Only to my amazement to discover that he was a guest resident in the center. And when I asked him to tell me more about his story, he told me (and I was open mouthed and tearful) as I realised he was on Facebook because no one in his world knew he was homeless, because his cultural tradition made it impossible to look like he had failed at life. 

He was homeless, he was wearing a suit because he was going to work and pretending to live a life on Facebook that he actually wasn’t living. 
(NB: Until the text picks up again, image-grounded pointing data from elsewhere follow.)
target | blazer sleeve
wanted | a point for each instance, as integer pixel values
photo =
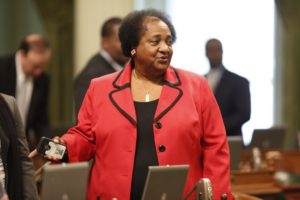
(30, 190)
(80, 139)
(216, 164)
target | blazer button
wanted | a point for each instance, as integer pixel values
(158, 125)
(161, 148)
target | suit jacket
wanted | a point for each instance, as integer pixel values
(37, 118)
(96, 67)
(29, 186)
(233, 96)
(188, 129)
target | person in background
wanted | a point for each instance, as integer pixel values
(16, 169)
(108, 60)
(231, 90)
(22, 76)
(148, 114)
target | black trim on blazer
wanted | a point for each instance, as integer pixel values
(117, 78)
(118, 107)
(172, 104)
(126, 85)
(172, 85)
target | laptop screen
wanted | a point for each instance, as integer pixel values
(165, 182)
(65, 181)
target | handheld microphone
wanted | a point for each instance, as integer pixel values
(203, 190)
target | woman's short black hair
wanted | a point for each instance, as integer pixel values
(130, 31)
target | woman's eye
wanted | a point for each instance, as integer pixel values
(154, 42)
(169, 42)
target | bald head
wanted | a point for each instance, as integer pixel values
(34, 54)
(214, 52)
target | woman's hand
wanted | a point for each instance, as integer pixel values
(56, 140)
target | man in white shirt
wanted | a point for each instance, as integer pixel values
(108, 60)
(22, 76)
(231, 90)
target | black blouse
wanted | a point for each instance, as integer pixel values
(145, 153)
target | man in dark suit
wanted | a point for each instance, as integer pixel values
(231, 90)
(22, 76)
(108, 60)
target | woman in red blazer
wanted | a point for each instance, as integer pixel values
(148, 114)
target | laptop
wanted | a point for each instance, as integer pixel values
(236, 147)
(272, 138)
(67, 181)
(165, 182)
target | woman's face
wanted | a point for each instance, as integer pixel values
(154, 51)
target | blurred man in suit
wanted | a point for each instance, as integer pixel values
(231, 90)
(22, 76)
(108, 60)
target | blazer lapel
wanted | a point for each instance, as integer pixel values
(121, 97)
(170, 94)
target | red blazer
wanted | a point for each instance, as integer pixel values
(188, 129)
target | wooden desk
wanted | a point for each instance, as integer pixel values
(257, 183)
(262, 183)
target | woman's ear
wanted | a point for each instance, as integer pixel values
(133, 52)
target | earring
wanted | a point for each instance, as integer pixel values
(132, 52)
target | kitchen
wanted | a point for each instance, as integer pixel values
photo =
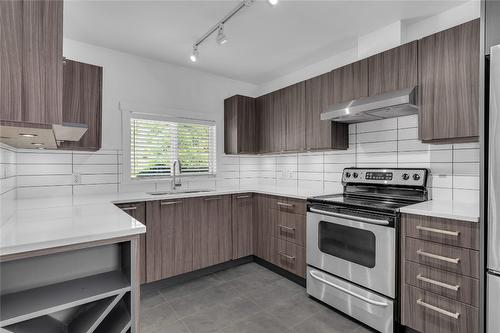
(161, 177)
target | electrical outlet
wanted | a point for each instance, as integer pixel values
(77, 178)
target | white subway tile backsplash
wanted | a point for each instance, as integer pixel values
(381, 136)
(408, 121)
(378, 125)
(386, 143)
(466, 155)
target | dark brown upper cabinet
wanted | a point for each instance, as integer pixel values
(294, 112)
(82, 103)
(343, 84)
(31, 66)
(449, 85)
(393, 69)
(240, 128)
(271, 125)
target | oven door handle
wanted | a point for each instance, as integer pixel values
(350, 217)
(363, 298)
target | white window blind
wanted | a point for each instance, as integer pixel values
(156, 144)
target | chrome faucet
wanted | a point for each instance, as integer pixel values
(176, 167)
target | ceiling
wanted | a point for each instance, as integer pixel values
(264, 42)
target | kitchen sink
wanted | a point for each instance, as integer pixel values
(178, 192)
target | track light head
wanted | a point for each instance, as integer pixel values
(194, 55)
(221, 36)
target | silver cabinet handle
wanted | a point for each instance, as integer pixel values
(211, 199)
(350, 217)
(286, 256)
(438, 310)
(422, 253)
(437, 283)
(344, 290)
(170, 202)
(286, 227)
(438, 231)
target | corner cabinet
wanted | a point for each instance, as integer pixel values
(449, 85)
(82, 103)
(393, 69)
(240, 130)
(31, 36)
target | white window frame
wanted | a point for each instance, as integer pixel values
(126, 139)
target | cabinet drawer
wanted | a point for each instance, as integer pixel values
(458, 287)
(429, 313)
(445, 231)
(289, 256)
(290, 227)
(289, 205)
(449, 258)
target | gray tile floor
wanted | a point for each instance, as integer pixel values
(244, 299)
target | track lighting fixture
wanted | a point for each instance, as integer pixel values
(194, 55)
(219, 27)
(221, 37)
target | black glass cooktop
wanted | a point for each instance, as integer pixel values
(386, 204)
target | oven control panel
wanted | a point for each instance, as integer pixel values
(396, 176)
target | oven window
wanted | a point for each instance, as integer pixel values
(348, 243)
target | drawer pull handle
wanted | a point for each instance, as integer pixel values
(438, 310)
(347, 291)
(438, 231)
(438, 257)
(285, 227)
(286, 256)
(170, 203)
(437, 283)
(212, 199)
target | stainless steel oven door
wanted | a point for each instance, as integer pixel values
(355, 250)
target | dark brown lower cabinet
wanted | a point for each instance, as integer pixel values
(242, 209)
(169, 239)
(138, 211)
(212, 231)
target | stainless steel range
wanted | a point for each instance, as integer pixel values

I was stunned and I thought of my own cultural background as a young Jewish male. I don’t recall knowing anyone who was homeless, and I wonder how I would have reacted and I don’t think I’d have reacted very differently to that young chap. 

I remember that stopping me, aged 42 at the time, totally stopped me dead. 

Dead in my tracks. 

I remember the mental illness that had forced people onto the streets. That have then forced them into our Center by various care workers eager to help people survive the cold of winter at the hardest time of year. 

I remember being told not to wish people Merry Christmas, people who had lost families, children, homes. 

There was nothing merry about Christmas to many of them. 

I remember the substance abuse in front of us, hidden from us. 

I remember the lengths people would go to to alleviate their suffering. 

Lengths that I would never consider, how lucky am I? 

I remember the boy, the old boy with the Uncle Albert white beard whose landlady / girlfriend had in his words “put him out on the streets a few weeks before Christmas with nowhere to go”. She’d had enough of him and just put him out on the streets. 

I remember all these people. 

How lucky am I? Only to remember, I hope whatever you’re celebrating is memorable for you in the right ways, and whatever you do what I’d like you to do right now, is go to look at Crisis at Christmas and just put some money in that check out. Because if you’re lucky enough to be able to do that, and you’re lucky enough to not have to remember what bad looks like, you’re having a very Merry Christmas. And I wish you do and I hope you do.